Version 1.2.0 – January 16, 2020

  • New: Added ignore lists specific to each filter to list items that should never be removed. Each filter can have its own ignore list.
  • New: Added support for encrypted connections to Redis.
  • New: Added enabled property to individual filters in a filter profile. Filters having enabled=false will not be executed.
  • New: Added option to filter profile credit cards to also include invalid credit card numbers. (Credit card numbers that match the pattern but are not valid per the card’s number algorithm.)
  • New: Added option to filter profile to require dates be valid dates. (The date February 30 is not a valid date and would be excluded when enabled.)
  • New: Added option to filter profile for NER to remove punctuation prior to processing.
  • Fix: Fixed issue where conditionals may not be applied to NER entities.
  • Tweak: Added Philter version to status API response.

Version 1.1.0 – December 15, 2019

  • New: Store changed from MongoDB to Elasticsearch for improved querying capabilities.
  • New: Added “auto” setting for distance to automatically calculate appropriate distance (fuzziness) of identified text.
  • New: Added ignore lists to filter profiles to support having a list of terms that are always not filtered.
  • New: Added support for using custom dictionaries in filter profiles. (Can now specify your own list of terms to be filtered.)
  • New: Added an explanation endpoint that describes how the identified PII/PHI was detected and filtered.
  • New: Added metrics per individual filter type.
  • New: Added “prefix” property for metrics to allow for improved metric organization.
  • New: Applying filter sensitivity level to NER entities.
  • New: Added API for managing filter profiles.
  • Fix: Fixed filter profile issue where appropriate filtering strategy may not be applied.

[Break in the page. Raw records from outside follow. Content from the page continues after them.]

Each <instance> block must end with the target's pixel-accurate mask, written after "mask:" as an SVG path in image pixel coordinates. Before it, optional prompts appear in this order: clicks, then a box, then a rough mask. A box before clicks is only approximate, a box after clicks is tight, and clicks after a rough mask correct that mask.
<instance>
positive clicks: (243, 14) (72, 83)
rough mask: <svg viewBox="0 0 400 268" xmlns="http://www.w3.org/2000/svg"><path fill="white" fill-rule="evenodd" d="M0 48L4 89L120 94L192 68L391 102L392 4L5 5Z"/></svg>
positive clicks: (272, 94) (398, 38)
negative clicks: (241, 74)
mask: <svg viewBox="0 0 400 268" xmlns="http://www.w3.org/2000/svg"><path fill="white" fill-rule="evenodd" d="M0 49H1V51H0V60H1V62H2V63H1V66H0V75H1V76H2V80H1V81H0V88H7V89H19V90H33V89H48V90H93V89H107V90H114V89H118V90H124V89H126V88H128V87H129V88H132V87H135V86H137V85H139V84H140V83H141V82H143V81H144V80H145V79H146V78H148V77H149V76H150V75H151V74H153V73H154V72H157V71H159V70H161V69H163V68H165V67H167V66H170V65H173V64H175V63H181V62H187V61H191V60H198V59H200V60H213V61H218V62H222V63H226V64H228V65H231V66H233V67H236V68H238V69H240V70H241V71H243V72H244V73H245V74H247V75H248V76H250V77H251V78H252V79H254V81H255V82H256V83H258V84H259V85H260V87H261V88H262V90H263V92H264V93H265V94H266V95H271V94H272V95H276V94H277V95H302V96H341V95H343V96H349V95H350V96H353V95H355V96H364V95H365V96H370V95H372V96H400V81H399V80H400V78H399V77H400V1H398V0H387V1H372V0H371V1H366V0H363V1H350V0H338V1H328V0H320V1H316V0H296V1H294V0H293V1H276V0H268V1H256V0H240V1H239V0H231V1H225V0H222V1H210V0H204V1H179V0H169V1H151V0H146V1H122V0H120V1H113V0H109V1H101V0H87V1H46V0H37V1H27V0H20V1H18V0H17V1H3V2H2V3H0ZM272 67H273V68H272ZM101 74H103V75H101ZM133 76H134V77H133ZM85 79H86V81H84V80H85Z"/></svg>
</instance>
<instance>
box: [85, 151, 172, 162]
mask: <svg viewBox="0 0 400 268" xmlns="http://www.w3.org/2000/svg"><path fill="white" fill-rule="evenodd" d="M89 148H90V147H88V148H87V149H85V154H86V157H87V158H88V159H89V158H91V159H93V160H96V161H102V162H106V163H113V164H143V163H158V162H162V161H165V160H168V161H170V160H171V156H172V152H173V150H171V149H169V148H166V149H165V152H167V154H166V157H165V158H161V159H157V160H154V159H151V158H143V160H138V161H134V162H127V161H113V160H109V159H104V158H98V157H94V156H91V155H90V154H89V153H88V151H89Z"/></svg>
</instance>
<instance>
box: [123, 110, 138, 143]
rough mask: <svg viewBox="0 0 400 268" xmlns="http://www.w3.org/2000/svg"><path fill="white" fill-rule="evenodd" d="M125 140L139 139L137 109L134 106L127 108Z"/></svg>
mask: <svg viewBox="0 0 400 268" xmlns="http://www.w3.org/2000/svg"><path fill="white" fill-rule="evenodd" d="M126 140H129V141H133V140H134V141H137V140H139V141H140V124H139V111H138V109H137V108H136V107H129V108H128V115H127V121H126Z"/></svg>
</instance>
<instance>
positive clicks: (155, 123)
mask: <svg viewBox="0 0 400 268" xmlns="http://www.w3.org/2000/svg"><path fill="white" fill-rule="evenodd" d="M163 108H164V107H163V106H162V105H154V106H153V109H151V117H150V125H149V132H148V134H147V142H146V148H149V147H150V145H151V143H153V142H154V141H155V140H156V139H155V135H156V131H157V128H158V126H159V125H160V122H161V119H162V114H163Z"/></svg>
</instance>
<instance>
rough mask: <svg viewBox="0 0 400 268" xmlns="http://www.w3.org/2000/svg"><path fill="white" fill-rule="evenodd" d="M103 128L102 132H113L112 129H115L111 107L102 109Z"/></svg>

Version 1.0.1 – October 19, 2019

  • Tweak: Changed API HTTP response message when Philter is initializing.
  • Tweak: API endpoint /api/replacements returns HTTP 503 Service Unavailable when the replacement store is not enabled.
  • Improvement: Updated how identified spans are located.

Version 1.0.0 – October 7, 2019

  • Initial public release.
  • Known issue: Philter’s API /api/filter endpoint will return HTTP 500 if Philter has not finished initializing. This will be made more user-friendly in a later version. As a workaround, use the /api/status endpoint to determine if Philter has finished initializing prior to calling /api/filter.